TAMI (Tool for Analyzing Malware represented as Images) gathers together the code, tools, and approaches presented in some publications by Giacomo Iadarola, a PhD student at IIT-CNR and University of Pisa.

If you are using this repository, please consider citing our works (see links at the end of this README file).


Getting Started

These instructions will get you a copy of the project up and running on your local machine for development and testing purposes. We highly suggest running Tami in a Docker container, especially to run experiments on the GPU. Otherwise, you can run Tami in a virtualenv (see Section virtualenv).

Run in a Docker container

SUGGESTED installation, almost mandatory for experimenting on GPU

You can run TAMI in a container built upon the tensorflow/tensorflow:2.7.0-gpu image. This is strongly suggested for handling dependencies related to GPU drivers because you only need to install Docker and the NVIDIA Docker support to work with the Tensorflow GPU support (see also Tensorflow Docker Requirements for further instructions).

You can either (1. Suggested) download the latest image from our cloud or (2.) build Tami image locally.

Download latest Tami from the cloud

In the docker/ folder of this repository, there is a script download_and_load_image.sh which downloads the latest Tami image from the cloud and load locally the image in docker. Once loaded, you can run it with run_container.sh.

Scripts Usage:

download_and_load_image.sh

run_container.sh [--no-gpu] [--quantum]

Default execution:

docker/download_and_load_image.sh
docker/run_container.sh

Build Tami locally

In the docker/ folder of this repository, there is a Dockerfile that builds the image and installs the requirements for TAMI, and two scripts (build_image.sh and run_container.sh) to handle the docker operations.

Scripts Usage:

build_image.sh [--quantum]

run_container.sh [--no-gpu] [--quantum]

Default execution:

docker/build_image.sh
docker/run_container.sh
External tools required for vectorization:

GIST DESCRIPTOR

The script install.sh should take care of the gist descriptor tool integration. If something fails, manually install the repo:

git clone https://github.com/tuttieee/lear-gist-python

Run in a Virtualenv

Tested on Ubuntu 20.04

You can run the script install.sh to set up all the necessary dependencies (excluding the GPU ones). Then, you should install all the necessary libraries with pip

pip install -r requirements/partial_requirements.txt 

Usage

There are 3 scripts that handle Tami executions: train_test.py (the main one) pre_processing.py, and post_processing.py. There are more utilities scripts in the scripts folder, such as backup data and cleaning up old results/logs. Also, the script main_literature.py (which is based on the train_test.py one) allows to train and test a specific set of DL models from the literature (for 'related works' comparison).

Train and test models

The script train_test.py allows training different DL models over a provided dataset. Also, it allows performing model assessment (through tuning the hyperparameters), save and load trained models, and output graphs and results on the training phase.
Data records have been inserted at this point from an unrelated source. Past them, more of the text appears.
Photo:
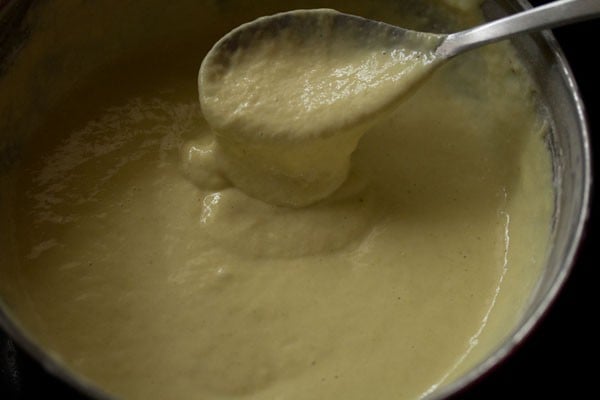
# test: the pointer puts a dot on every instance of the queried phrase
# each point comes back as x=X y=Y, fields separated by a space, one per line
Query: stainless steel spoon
x=308 y=154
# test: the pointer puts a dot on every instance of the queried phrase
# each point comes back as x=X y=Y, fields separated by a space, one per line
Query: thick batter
x=150 y=274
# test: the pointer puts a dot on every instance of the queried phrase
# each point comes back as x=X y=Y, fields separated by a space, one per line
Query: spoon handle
x=553 y=14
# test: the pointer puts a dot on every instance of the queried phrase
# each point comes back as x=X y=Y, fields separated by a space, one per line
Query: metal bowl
x=568 y=141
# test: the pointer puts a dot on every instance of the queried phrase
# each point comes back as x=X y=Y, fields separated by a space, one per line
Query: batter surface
x=150 y=274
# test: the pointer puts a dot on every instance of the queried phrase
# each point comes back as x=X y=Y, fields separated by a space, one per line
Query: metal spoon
x=299 y=141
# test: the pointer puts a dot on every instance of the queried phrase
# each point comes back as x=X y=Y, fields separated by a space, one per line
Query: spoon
x=289 y=95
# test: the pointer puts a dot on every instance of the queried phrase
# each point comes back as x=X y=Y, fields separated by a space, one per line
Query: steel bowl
x=568 y=141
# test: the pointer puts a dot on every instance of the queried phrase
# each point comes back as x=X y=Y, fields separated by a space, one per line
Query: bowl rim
x=53 y=365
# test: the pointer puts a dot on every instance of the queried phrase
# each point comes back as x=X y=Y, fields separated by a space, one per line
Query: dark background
x=558 y=360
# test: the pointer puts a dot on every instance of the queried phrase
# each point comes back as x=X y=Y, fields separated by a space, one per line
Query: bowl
x=60 y=60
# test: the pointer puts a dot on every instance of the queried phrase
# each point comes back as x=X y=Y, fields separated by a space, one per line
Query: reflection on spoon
x=289 y=96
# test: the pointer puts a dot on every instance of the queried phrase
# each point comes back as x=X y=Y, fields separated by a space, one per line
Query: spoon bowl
x=290 y=95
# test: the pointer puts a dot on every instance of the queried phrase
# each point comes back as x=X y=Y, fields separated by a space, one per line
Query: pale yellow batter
x=156 y=279
x=289 y=96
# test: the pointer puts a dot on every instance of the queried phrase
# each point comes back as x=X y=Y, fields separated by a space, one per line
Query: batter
x=289 y=103
x=150 y=274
See further information on the arguments required with:

python train_test.py --help
usage: python train_test.py [-h] -m {DATA,LE_NET,ALEX_NET,STANDARD_CNN,STANDARD_MLP,CUSTOM_CNN,VGG16,VGG19,Inception,ResNet50,MobileNet,DenseNet,EfficientNet,QCNN} -d DATASET
                            [-o OUTPUT_MODEL] [-l LOAD_MODEL] [-t {hyperband,random,bayesian}] [-e EPOCHS] [-b BATCH_SIZE] [-i IMAGE_SIZE] [-w WEIGHTS] [-r LEARNING_RATE]
                            [--mode {train,train-val,train-test,test,gradcam-only}] [-v] [--exclude_top] [--no-caching] [--no-classes]
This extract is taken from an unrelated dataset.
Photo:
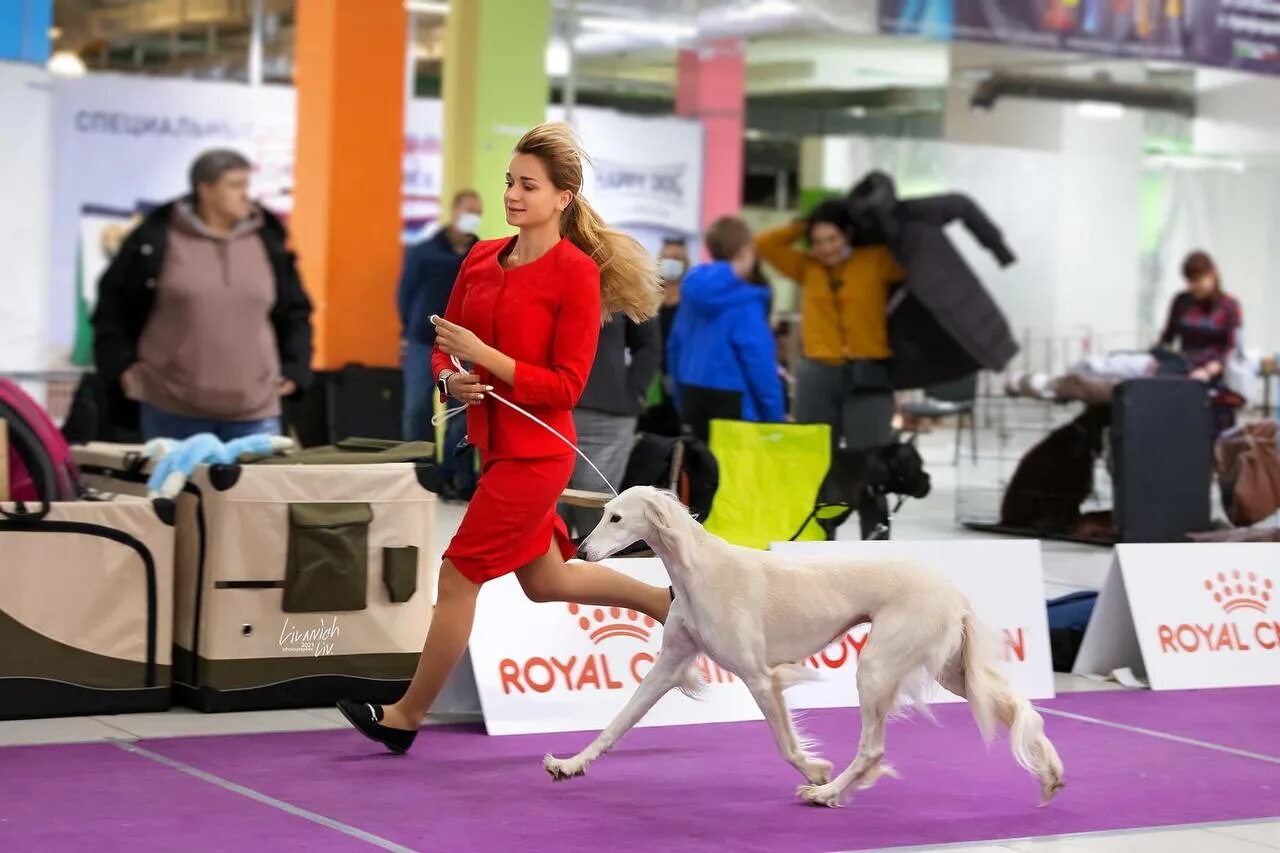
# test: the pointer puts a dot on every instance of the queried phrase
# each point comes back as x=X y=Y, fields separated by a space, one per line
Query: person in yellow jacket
x=844 y=377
Tool for Analyzing Malware represented as Images

optional arguments:
  -h, --help            show this help message and exit

Arguments:
  -m {DATA,LE_NET,ALEX_NET,STANDARD_CNN,STANDARD_MLP,CUSTOM_CNN,VGG16,VGG19,Inception,ResNet50,MobileNet,DenseNet,EfficientNet,QCNN}, --model {DATA,LE_NET,ALEX_NET,STANDARD_CNN,STANDARD_MLP,CUSTOM_CNN,VGG16,VGG19,Inception,ResNet50,MobileNet,DenseNet,EfficientNet,QCNN}
                        Choose the model to use between the ones implemented
  -d DATASET, --dataset DATASET
                        the dataset path, must have the folder structure: training/train, training/val and test,in each of this folders, one folder per class (see dataset_test)
  -o OUTPUT_MODEL, --output_model OUTPUT_MODEL
                        Name of model to store
  -l LOAD_MODEL, --load_model LOAD_MODEL
                        Name of model to load
  -t {hyperband,random,bayesian}, --tuning {hyperband,random,bayesian}
                        Run Keras Tuner for tuning hyperparameters, options: [hyperband, random, bayesian]
  -e EPOCHS, --epochs EPOCHS
                        number of epochs
  -b BATCH_SIZE, --batch_size BATCH_SIZE
  -i IMAGE_SIZE, --image_size IMAGE_SIZE
                        FORMAT ACCEPTED = SxC , the Size (SIZExSIZE) and channel of the images in input (reshape will be applied)
  -w WEIGHTS, --weights WEIGHTS
                        If you do not want random initialization of the model weights (ex. 'imagenet' or path to weights to be loaded), not available for all models!
  -r LEARNING_RATE, --learning_rate LEARNING_RATE
                        Learning rate for training models
  --mode {train,train-val,train-test,test,gradcam-only}
                        Choose which mode run between 'train-val' (default), 'train-test', 'train', 'test'.The 'train-val' mode will run a phase of training and validation on the
                        training and validation set, the 'train-test' mode will run a phase of training on the training+validation sets and then test on the test set, the 'train'
                        mode will run only a phase of training on the training+validation sets, the 'test' mode will run only a phase of test on the test set. The 'gradcam' has been
                        moved to 'post_processing.py'
  -v, --version         show program's version number and exit
  --exclude_top         Exclude the fully-connected layer at the top of the network (default INCLUDE)
  --no-caching          Caching dataset on file and loading per batches (IF db too big for memory)
  --no-classes          In case of mode including test, skip results for each class (only cumulative results)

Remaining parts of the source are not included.